In New York, the Dow Jones industrial average was down 289.24 points at 47,417.27. The S&P 500 index was down 5.68 points at 6,775.80, while the Nasdaq composite was up 19.03 points at 22,716.14.
The S&P/TSX composite index was down 150.82 points at 33,119.83.
Since the start of the war, sharp moves for oil prices have triggered swings up and down for financial markets worldwide, sometimes by the hour. Oil prices briefly spiked to their highest levels since 2022 this week because of the possibility that production in the Middle East could be blocked for a long time, which in turn raised worries about a surge of debilitating inflation for the global economy.
The International Energy Agency said Wednesday that its members will release a record amount of oil — 400 million barrels — from stockpiles they’ve set aside for emergencies.
Such moves push downward on oil prices in the near term, but it will likely require a full resumption of the flow of oil and natural gas from the Persian Gulf area to fully ease the market. That has investors worldwide anxiously awaiting the end of the war.
On Wednesday, Natural Resources Minister Tim Hodgson said Canada will “do its part” to lower the cost of oil globally.
The April crude oil contract was up US$3.80 at US$87.25 per barrel.
Gauthier said that markets have realized that the withdrawal from oil reserves may be difficult, since reserves are low after being tapped by the Biden administration following Russia’s invasion of Ukraine.

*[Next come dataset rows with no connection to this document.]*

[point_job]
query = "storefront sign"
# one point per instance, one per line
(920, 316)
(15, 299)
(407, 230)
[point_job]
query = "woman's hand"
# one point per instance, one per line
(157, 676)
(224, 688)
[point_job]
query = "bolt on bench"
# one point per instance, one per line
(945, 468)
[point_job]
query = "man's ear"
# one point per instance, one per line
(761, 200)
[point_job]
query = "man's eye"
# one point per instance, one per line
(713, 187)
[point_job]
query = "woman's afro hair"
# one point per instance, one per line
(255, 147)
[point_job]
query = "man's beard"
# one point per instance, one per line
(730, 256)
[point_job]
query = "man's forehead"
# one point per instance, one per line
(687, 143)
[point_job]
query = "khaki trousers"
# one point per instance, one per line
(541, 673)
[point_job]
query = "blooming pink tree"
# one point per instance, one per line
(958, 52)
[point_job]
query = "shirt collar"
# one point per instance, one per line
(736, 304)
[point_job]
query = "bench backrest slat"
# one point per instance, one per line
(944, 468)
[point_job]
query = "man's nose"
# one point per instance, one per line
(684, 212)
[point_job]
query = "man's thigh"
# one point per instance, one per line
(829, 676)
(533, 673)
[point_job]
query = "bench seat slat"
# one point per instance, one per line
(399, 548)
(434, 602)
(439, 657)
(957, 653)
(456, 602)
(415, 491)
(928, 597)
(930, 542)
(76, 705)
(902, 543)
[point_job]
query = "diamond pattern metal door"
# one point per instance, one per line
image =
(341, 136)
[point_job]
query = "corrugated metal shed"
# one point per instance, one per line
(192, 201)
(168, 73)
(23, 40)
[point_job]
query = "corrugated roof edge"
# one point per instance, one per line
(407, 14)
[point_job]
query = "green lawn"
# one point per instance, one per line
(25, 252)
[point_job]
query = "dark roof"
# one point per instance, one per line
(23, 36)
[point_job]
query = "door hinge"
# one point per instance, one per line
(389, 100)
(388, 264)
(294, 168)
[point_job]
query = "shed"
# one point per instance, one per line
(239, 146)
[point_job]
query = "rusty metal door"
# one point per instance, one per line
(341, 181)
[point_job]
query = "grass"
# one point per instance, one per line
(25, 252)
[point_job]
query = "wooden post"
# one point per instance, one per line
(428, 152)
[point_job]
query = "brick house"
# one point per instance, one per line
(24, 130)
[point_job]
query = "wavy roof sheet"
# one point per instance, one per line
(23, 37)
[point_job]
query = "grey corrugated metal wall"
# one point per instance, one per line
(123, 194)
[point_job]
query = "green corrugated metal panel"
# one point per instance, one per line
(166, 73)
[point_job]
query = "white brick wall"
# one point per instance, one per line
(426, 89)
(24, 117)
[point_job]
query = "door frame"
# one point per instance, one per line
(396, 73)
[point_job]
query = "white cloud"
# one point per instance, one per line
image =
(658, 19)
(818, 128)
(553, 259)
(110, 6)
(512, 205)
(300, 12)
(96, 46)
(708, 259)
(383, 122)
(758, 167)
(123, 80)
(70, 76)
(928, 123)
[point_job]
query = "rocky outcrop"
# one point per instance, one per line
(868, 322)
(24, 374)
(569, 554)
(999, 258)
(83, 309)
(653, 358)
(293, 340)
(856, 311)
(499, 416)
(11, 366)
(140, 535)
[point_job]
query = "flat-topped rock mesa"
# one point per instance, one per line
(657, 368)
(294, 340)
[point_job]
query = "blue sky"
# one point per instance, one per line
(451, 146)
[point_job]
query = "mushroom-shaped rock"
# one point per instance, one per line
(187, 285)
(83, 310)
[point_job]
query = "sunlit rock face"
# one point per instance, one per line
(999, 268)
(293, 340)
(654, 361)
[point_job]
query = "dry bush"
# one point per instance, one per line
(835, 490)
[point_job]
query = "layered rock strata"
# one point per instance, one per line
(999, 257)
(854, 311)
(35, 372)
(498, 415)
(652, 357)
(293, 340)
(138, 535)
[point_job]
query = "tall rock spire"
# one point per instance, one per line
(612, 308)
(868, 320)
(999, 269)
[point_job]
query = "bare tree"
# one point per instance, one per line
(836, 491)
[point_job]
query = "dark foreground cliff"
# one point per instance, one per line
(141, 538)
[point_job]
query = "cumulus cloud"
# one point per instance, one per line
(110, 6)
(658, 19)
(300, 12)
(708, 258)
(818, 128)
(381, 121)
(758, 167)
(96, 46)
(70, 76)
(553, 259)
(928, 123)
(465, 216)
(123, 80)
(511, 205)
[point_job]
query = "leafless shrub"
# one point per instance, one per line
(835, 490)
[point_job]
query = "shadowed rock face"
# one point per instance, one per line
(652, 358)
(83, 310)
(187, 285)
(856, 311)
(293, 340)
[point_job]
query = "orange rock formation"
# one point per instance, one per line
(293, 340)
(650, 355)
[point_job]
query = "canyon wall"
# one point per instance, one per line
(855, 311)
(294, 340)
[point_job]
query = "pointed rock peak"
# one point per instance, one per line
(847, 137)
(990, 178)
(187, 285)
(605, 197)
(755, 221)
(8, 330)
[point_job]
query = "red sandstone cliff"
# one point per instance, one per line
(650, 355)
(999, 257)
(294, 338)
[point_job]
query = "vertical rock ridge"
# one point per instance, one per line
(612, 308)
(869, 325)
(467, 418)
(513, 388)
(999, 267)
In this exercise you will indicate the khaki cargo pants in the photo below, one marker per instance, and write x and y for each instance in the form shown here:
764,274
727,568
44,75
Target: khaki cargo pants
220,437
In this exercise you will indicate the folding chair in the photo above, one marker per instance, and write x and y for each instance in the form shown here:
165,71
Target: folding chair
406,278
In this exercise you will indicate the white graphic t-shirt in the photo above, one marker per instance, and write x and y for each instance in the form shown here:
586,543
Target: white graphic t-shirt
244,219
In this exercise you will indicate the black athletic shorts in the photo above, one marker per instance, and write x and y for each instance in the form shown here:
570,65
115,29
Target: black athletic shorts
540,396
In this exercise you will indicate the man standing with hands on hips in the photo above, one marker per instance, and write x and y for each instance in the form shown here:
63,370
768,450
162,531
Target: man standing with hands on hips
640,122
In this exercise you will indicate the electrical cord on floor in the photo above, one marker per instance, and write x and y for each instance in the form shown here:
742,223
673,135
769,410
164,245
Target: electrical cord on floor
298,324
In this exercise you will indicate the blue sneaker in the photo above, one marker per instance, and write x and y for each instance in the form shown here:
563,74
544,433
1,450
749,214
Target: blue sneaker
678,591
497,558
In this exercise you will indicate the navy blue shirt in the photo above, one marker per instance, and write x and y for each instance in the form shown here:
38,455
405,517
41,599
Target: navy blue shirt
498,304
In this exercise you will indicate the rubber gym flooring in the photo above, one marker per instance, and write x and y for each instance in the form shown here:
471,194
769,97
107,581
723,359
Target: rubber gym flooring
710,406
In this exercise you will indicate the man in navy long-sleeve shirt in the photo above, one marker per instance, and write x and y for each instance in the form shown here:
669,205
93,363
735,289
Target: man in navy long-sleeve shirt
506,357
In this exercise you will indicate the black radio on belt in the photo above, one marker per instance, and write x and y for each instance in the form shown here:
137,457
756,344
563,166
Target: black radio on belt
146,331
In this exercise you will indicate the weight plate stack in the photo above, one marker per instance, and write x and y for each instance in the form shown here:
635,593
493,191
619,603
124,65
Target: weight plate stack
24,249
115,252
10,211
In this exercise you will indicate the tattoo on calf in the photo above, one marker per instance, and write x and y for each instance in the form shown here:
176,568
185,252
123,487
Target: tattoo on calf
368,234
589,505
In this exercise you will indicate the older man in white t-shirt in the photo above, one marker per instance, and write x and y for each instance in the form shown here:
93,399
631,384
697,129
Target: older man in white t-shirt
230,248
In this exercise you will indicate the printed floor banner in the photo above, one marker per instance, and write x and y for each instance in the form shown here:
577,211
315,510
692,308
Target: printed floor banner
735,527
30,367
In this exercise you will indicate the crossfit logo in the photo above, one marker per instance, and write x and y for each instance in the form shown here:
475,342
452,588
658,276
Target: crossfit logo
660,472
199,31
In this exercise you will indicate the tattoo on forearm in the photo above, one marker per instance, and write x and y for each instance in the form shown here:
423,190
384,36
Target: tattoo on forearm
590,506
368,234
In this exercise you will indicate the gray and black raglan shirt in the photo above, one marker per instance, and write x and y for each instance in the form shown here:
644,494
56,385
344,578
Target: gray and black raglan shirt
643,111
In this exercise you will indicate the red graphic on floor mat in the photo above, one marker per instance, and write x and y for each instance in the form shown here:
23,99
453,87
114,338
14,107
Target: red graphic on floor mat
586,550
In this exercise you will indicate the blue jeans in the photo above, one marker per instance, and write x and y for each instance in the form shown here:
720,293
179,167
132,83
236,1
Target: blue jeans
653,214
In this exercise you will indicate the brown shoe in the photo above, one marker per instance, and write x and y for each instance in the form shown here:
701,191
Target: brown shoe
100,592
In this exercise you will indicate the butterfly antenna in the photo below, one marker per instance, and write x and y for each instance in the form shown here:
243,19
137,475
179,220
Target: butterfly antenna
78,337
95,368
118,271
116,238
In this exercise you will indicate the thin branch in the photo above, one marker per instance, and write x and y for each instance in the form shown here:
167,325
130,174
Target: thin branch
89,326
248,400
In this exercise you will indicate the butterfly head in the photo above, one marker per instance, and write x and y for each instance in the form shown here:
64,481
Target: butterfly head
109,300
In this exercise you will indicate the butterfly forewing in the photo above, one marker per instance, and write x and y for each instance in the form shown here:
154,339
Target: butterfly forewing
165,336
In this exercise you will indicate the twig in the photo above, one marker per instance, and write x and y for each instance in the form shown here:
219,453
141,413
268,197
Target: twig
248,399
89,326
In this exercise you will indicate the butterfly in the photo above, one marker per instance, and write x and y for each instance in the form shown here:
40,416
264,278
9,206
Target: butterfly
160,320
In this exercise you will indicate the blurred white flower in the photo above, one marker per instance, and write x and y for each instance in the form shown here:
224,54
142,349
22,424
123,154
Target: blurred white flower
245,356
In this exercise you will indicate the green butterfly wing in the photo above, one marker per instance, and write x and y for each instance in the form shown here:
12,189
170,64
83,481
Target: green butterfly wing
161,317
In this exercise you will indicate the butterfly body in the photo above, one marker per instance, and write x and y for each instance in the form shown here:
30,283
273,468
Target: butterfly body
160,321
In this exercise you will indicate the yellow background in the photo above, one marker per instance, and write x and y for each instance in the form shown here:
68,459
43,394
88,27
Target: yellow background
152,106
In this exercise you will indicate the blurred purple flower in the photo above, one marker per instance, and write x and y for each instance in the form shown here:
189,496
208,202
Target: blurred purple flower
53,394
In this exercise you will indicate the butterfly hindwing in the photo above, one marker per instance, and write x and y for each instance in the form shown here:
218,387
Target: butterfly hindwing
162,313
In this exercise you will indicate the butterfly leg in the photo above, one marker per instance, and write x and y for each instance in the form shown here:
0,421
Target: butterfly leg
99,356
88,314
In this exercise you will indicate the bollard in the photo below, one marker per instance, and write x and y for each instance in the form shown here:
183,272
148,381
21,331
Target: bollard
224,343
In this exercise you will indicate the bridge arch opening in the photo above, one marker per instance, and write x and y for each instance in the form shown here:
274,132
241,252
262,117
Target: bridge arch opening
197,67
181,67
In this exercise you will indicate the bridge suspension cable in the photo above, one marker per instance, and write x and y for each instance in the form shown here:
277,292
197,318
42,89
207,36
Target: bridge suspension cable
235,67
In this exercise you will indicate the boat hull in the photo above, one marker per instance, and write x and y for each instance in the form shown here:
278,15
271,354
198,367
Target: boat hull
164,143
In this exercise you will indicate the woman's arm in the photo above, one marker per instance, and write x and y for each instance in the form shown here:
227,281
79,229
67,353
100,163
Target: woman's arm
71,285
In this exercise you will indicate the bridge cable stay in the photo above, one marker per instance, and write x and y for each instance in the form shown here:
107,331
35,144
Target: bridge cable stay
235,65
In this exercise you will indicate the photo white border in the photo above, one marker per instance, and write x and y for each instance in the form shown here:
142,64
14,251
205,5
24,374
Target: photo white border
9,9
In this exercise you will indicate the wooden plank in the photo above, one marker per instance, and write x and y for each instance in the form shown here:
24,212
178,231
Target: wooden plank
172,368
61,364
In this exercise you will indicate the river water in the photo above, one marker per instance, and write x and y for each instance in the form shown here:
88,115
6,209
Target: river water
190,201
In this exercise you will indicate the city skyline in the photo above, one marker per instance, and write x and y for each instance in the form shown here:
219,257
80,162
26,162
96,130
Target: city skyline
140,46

He said it will also take time for that oil to reach the market.
Meanwhile, a report released Wednesday showed that U.S. consumers paid prices for groceries, gasoline and other costs of living that were 2.4% higher in February than a year earlier. To be sure, that inflation rate was the same as the prior month’s and better than the 2.5% that economists expected, but it remains above the 2% target the U.S. Federal Reserve has set for the economy.
“The important thing to remember is that the economy and these data releases are living in the past while the stock market is living in the future, and what I mean by that is these numbers do not account for the Iran war much,” Gauthier said.
High inflation combined with a stagnating economy would create a worst-case scenario called “stagflation” that the Federal Reserve has no good tools to fix. Stagflation fears are rising not just because of higher oil prices but also because of weakness in hiring by U.S. employers.
The April gold contract was down US$63.00 at US$5,179.10 an ounce.
The Canadian dollar traded for 73.60 cents US compared with 73.71 cents US on Tuesday.